Mam znajomych, którzy co rusz zmieniają coś w pokoju, od kolorów ścian (malowanie, tapety) po przestawianie mebli i dodatki. Jeśli wnętrze się Tobie znudziło, to ja nie widzę żadnego argumentu za tym, żeby je pozostawić tak, jak jest
Zmiana jest konieczna, bo bezpośrednie otoczenie ma na nas naprawdę bardzo duży wpływ.
Zaczęłabym od zlikwidowania tych rzeczy, które w jakiś sposób przeszkadzają lub z innych przyczyn budzą nieprzyjemne odczucia. Jeśli można je czymś zastąpić lub obyć się bez nich, to będzie to dobry wstęp do tego, żeby poczuć się w pomieszczeniach lepiej.
Ściany można odnowić, jeśli to kolor jest tym, co Ci tak przeszkadza, ale jeśli chcesz to zrobić mniejszym nakładem czasu i kasy to spróbuj zmienić światło: inne rozstawienie lamp, inne natężenie oświetlenia, inne zasłony czy firanki - sam ich kolor może ożywić pokój, a światło, które przepuszczają, może naprawdę znacząco zmienić całe wrażenie.

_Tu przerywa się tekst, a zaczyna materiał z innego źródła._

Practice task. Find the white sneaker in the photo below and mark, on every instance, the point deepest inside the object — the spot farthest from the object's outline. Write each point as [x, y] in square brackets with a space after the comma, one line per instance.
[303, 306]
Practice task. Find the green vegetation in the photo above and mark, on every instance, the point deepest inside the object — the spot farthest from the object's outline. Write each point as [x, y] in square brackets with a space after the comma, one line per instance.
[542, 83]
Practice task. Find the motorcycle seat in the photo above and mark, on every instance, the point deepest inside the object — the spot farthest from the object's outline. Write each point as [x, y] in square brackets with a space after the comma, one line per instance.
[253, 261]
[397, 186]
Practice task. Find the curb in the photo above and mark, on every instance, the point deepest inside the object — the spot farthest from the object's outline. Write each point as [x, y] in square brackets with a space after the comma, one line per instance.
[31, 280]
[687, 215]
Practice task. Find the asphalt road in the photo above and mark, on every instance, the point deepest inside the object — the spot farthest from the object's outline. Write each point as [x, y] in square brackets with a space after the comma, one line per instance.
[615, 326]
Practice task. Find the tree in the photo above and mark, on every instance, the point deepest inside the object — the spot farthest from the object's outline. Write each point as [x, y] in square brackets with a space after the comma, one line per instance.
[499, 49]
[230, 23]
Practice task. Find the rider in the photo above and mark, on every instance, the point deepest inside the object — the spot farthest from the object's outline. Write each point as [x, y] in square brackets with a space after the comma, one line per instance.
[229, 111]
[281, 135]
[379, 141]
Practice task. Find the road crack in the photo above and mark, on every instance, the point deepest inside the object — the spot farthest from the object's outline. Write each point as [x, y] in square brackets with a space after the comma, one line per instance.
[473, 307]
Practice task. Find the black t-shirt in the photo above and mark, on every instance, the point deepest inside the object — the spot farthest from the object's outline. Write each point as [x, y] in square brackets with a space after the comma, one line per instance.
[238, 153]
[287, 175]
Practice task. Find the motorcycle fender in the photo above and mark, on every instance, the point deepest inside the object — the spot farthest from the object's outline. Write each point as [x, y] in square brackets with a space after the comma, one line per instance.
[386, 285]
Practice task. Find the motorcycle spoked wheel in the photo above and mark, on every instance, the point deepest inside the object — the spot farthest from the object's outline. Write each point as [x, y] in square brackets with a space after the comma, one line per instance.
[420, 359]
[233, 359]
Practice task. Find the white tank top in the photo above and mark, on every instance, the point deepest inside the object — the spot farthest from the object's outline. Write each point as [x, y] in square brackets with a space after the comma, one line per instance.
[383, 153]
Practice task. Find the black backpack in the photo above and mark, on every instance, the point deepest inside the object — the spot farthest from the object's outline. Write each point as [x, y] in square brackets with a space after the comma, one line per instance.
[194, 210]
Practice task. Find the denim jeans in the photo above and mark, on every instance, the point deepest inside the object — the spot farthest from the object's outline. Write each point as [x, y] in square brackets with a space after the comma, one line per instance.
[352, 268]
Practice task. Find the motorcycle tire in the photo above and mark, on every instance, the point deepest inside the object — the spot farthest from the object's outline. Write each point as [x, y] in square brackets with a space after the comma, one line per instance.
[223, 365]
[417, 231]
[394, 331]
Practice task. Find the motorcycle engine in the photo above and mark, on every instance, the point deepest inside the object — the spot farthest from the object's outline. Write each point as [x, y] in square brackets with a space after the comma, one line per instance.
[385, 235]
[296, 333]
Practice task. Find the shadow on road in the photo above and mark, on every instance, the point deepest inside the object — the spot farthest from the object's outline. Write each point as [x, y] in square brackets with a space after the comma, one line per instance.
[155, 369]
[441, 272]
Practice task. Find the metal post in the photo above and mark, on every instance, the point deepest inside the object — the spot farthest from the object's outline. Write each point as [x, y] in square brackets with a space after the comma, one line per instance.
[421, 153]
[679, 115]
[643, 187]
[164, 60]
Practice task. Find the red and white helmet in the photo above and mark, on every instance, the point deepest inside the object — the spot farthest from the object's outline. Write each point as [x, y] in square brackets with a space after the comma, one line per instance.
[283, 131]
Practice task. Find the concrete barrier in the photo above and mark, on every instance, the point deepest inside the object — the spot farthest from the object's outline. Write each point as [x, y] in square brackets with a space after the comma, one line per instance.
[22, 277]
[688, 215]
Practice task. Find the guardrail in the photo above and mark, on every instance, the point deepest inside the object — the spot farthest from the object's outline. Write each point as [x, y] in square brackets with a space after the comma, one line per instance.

Kiedy poczułam potrzebę zmian w moim pokoju, wywaliłam firankę, która tłumiła światło, miała małe oczka i wzory, które hamowały przepływ promieni, przez co pokój był trochę ciemny. Zamieniłam ją na lekką, rzadką, przepuszczającą bardzo dużo światła i nie w kolorze białym, a połączeniu bieli, beżu i czekoladowego brązu. Efekt mnie zachwycił. Całe pomieszczenie w jednej chwili zaczęło sprawiać wrażenie weselszego, o wiele bardziej przestronnego, żywszego. Wszystko dzięki temu, że przestałam tłumić światło dzienne.
Naprawdę dużo daje też zmiana żarówkę oraz układ lampek, lamp, a nawet w zależności od rodzaju żyrandola, jego lekkie przekręcenie.
U mnie ożywczo podziałała też zielona roślinka, która rozweseliła jeden z kątów i nowe obrazki na ścianach.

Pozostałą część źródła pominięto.